The list of countries revising and rebalancing their economic and security interests towards China is long and growing. Perhaps, this is what led Xi Jinping on June 2 to recommend that CPC officials showcase an image of a ‘credible, loveable and respectable China’ and that it is ‘necessary to … constantly expand the circle of friends [when it comes to] international public opinion’.
This makes the biggest obstacle the CPC faces over the next 100 years all the more challenging, as it seeks to navigate the global economy as dictated by countries of the Liberal International Order (LIO) and, especially, amidst the irresolvable tension between national and transnational interests.

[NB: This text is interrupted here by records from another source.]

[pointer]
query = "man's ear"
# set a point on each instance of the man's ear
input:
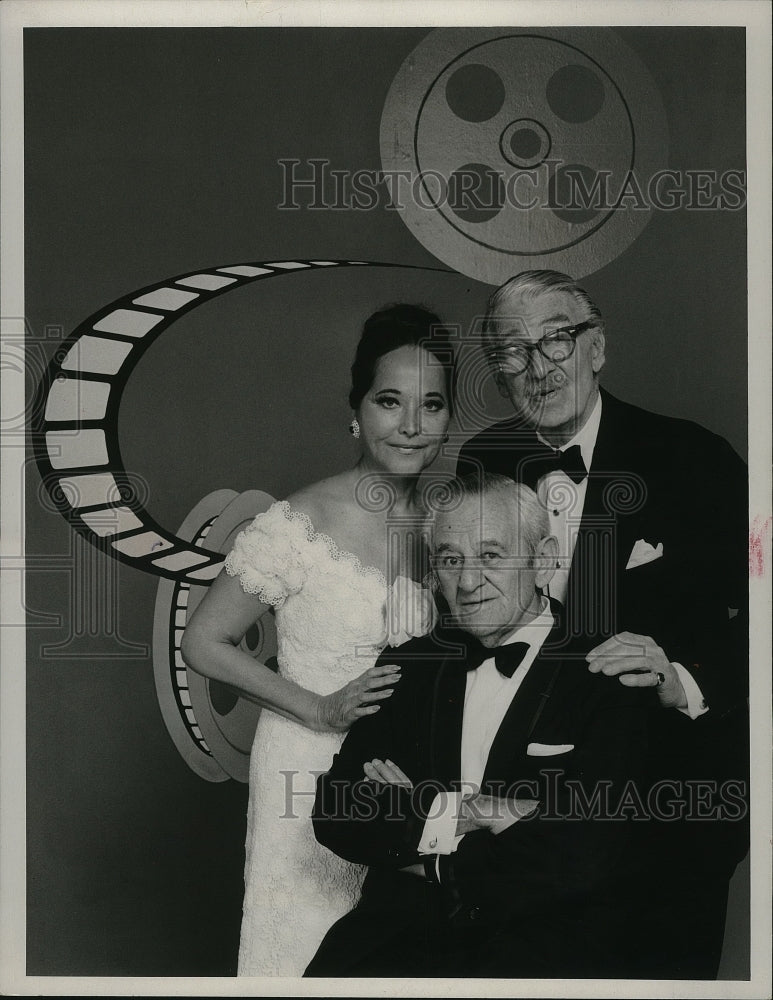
(501, 383)
(546, 560)
(598, 356)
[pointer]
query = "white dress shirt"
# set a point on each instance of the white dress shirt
(565, 501)
(488, 695)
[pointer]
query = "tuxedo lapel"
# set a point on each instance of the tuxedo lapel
(445, 736)
(594, 573)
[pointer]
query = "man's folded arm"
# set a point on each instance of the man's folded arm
(572, 844)
(364, 821)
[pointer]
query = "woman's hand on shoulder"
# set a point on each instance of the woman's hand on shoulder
(336, 712)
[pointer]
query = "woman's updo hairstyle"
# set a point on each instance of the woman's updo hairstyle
(398, 326)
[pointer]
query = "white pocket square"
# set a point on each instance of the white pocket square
(548, 749)
(643, 552)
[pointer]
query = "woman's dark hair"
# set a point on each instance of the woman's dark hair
(397, 326)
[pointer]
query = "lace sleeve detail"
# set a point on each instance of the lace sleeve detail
(270, 555)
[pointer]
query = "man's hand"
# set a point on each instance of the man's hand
(638, 660)
(487, 812)
(386, 772)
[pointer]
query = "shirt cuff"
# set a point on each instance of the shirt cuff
(439, 833)
(696, 703)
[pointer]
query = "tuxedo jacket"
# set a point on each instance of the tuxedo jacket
(560, 866)
(661, 481)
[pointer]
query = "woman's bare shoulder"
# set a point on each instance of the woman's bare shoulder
(323, 502)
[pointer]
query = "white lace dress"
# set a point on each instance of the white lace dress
(332, 615)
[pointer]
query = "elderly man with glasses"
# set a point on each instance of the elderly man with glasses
(650, 513)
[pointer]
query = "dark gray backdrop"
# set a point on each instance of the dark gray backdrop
(150, 152)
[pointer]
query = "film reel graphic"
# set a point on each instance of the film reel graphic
(75, 439)
(522, 146)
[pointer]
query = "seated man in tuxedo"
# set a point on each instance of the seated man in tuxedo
(490, 793)
(650, 513)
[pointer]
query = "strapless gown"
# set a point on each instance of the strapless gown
(333, 618)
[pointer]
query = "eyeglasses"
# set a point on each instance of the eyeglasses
(556, 346)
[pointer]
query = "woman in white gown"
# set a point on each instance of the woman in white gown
(340, 561)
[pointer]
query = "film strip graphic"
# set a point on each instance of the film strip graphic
(75, 425)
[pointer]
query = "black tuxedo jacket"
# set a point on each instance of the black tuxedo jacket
(548, 881)
(669, 481)
(660, 480)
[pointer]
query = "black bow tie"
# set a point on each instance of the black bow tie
(547, 460)
(507, 658)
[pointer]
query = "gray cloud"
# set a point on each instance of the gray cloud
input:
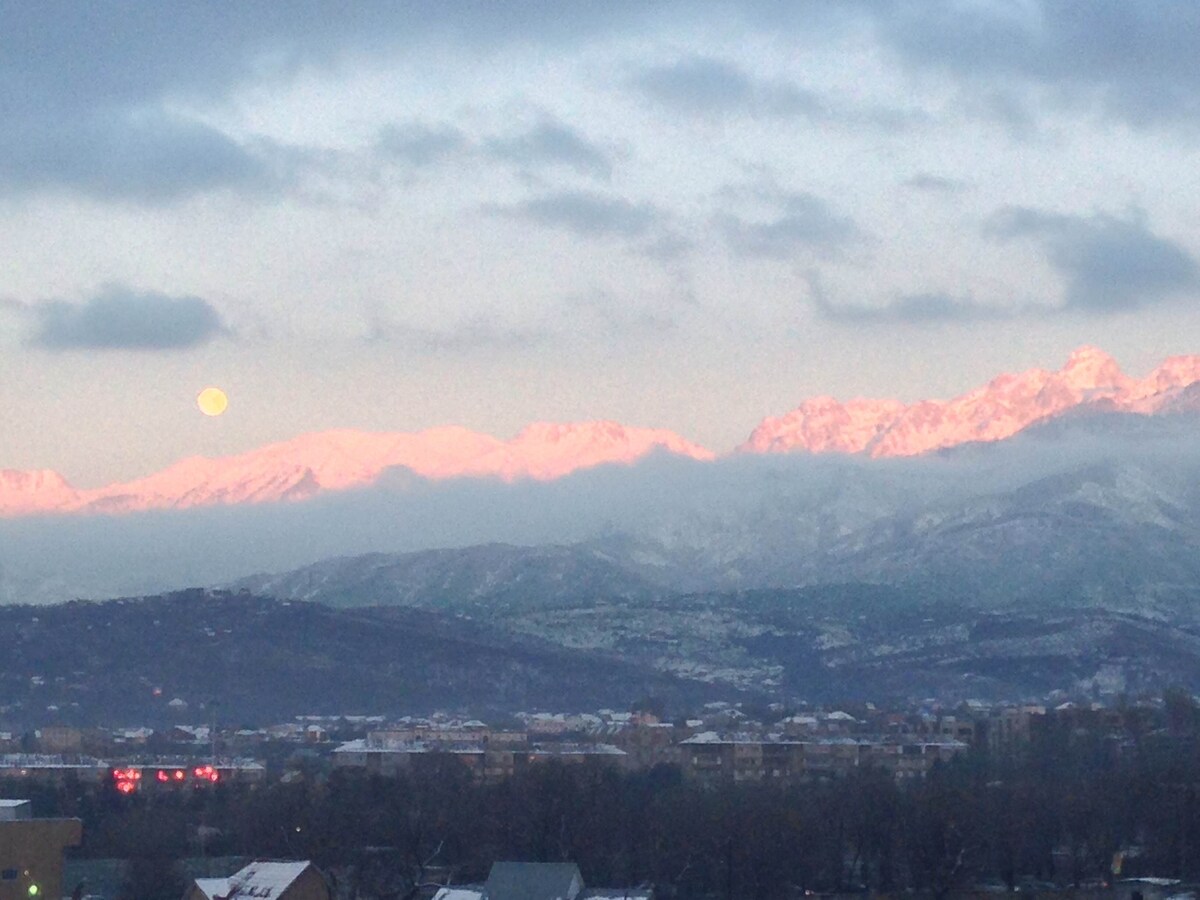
(419, 144)
(912, 309)
(120, 318)
(799, 222)
(147, 156)
(84, 91)
(551, 143)
(708, 87)
(1108, 264)
(1137, 61)
(587, 214)
(935, 184)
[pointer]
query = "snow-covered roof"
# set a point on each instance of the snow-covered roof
(459, 894)
(705, 737)
(259, 880)
(213, 888)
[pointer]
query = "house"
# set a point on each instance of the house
(538, 881)
(263, 880)
(31, 851)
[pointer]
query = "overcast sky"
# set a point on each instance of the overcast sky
(675, 215)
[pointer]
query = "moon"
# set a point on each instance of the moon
(211, 401)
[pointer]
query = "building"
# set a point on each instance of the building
(713, 757)
(31, 852)
(538, 881)
(54, 769)
(390, 757)
(263, 880)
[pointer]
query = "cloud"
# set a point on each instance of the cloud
(418, 144)
(147, 156)
(1108, 264)
(912, 310)
(84, 94)
(799, 222)
(586, 214)
(935, 184)
(708, 87)
(1135, 61)
(120, 318)
(471, 336)
(551, 143)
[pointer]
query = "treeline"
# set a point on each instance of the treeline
(1061, 810)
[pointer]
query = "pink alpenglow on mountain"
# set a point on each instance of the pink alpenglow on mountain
(340, 460)
(997, 411)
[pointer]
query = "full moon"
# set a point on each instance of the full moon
(211, 401)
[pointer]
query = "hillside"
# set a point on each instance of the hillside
(263, 660)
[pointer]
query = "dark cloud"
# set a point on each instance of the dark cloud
(1133, 60)
(119, 318)
(1108, 264)
(419, 144)
(708, 87)
(799, 222)
(586, 214)
(84, 89)
(551, 143)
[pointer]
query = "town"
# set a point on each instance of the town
(719, 802)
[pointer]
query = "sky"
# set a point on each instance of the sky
(673, 215)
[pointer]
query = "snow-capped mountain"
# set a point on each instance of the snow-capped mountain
(1090, 382)
(1001, 408)
(340, 460)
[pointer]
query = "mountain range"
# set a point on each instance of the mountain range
(334, 461)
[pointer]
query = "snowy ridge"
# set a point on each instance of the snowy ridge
(340, 460)
(309, 465)
(997, 411)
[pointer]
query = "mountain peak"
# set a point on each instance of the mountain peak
(1090, 367)
(1001, 408)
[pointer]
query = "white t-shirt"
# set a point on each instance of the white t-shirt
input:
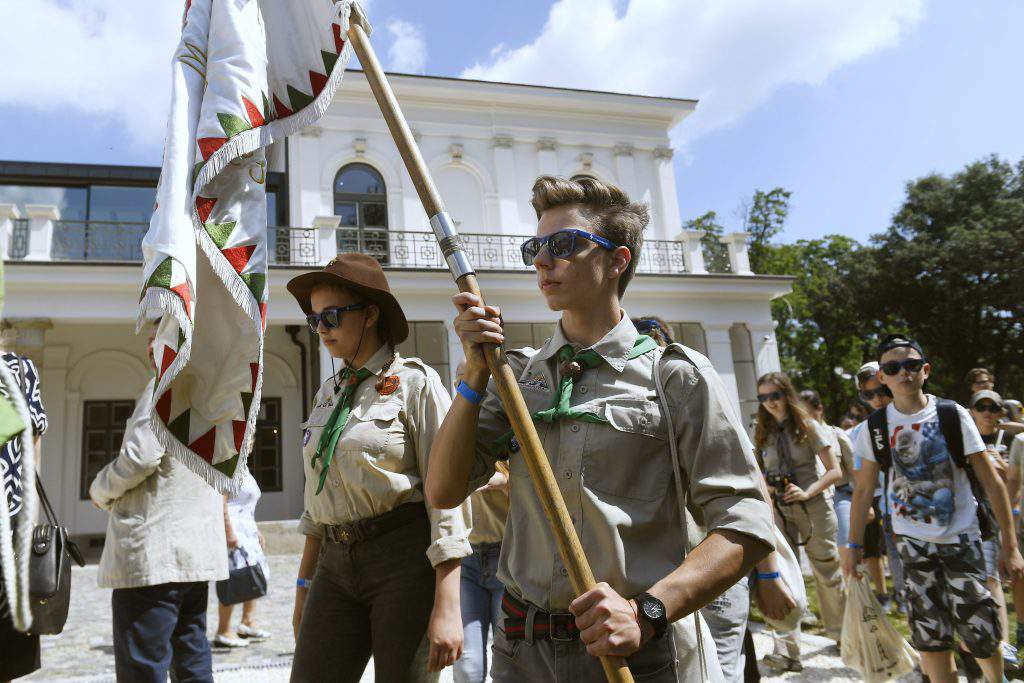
(929, 497)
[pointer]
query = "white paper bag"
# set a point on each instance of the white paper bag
(870, 643)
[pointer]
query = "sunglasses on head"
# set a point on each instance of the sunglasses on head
(868, 394)
(560, 245)
(909, 365)
(331, 316)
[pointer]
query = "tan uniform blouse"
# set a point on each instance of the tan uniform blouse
(616, 478)
(491, 509)
(801, 461)
(381, 459)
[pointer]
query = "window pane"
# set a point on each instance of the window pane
(374, 215)
(358, 179)
(348, 213)
(121, 204)
(71, 201)
(102, 432)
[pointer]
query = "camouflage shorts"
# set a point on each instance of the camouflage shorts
(945, 591)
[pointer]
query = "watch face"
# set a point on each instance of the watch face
(653, 608)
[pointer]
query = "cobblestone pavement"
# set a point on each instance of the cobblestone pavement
(84, 651)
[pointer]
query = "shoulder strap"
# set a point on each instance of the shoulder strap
(678, 478)
(951, 431)
(878, 433)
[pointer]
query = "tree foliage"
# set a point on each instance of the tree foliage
(948, 270)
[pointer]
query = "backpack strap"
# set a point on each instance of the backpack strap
(949, 424)
(878, 432)
(677, 476)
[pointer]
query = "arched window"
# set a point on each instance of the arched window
(360, 201)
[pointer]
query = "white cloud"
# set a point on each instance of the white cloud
(730, 54)
(109, 57)
(408, 52)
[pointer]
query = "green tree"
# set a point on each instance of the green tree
(715, 253)
(764, 217)
(949, 270)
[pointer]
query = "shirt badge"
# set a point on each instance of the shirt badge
(388, 385)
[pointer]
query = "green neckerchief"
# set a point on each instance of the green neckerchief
(336, 423)
(560, 410)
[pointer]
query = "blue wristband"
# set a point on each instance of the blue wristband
(467, 393)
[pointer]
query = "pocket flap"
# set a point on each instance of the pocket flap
(636, 416)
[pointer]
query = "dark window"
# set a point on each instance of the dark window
(102, 431)
(264, 462)
(360, 201)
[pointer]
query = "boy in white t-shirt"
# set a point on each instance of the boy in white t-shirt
(934, 514)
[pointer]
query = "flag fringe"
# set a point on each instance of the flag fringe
(14, 552)
(242, 143)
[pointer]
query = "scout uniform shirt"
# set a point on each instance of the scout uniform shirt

Western countries, in their post-Cold War China policies, neglected strategic thinking because they were too ‘busy feasting at the Chinese table’. They are now struggling to rebalance their policy priorities. Similarly, the CPC in the years to come will have to find the right balance between being open and closed, between those domestic, core, and unnegotiable interests that transformed the PRC into a great power – such as the endurance of the CPC – and the grow-or-perish pressure that capitalism imposes on every country. It is a dilemma potentially aggravated by the West’s efforts to securitise sensitive supply chains and selectively decouple from China, with both short-term and long-term effects. Weaponised interdependence is likely to become a defining feature in future Sino-Western relations, although its implications are unpredictable at this stage.
At its 100th birthday, the Communist Party of China celebrates victory in the first round of a contest that has lasted for about half a century, during which the West has had to deal with the ‘blowback’ of encouraging China to join the LIO, which clearly played in China’s favour. Now, let the second round begin.